2016 google careers shoot

Three women have filed a lawsuit against Google claiming systemic pay discrimination, according to The Guardian. The former employees claim the company consistently pays men more for doing similar work as women in similar conditions. They also allege that Google denies women opportunities for advancement.

The class-action complaint, filed on behalf of all women employed by the company in California in the last four years, could see more employees stepping up as it continues.

Leading the charge is former employee Kelly Ellis, who has provided detailed evidence of Google’s alleged pay gap.

Ellis says that when she was first hired, Google placed her in a “Level 3” job, typically reserved for hires straight out of college.

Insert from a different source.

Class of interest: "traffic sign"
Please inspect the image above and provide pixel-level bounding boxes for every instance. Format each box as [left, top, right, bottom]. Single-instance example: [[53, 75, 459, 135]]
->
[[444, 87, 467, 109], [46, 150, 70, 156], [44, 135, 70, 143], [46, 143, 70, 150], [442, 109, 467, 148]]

A few weeks later, a man who graduated in her class was hired in a “Level 4” position, receiving a “substantially higher pay” and improved benefits.

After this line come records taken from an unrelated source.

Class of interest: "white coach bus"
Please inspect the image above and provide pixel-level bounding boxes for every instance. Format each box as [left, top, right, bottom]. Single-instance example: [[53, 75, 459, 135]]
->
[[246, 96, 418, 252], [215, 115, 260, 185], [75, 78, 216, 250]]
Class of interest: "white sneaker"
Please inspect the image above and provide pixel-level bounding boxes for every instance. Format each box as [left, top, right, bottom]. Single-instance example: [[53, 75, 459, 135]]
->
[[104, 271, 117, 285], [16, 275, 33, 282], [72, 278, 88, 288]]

Ellis also points out that, despite having experience in back-end development, women are also consistently placed in front-end positions, which involves more design work and is considered less prestigious.

In January, the US Department of Labour filed a lawsuit against Google, requesting it release its salary data and documents to the government — and in April it revealed it had substantial evidence it underpaid its female employees.

The company has ostensibly placed immense pride in its anti-discrimination policies, and consistently releases a “comprehensive and robust analysis of pay across genders“.

According to many former female employees, these policies aren’t working as well as they should be.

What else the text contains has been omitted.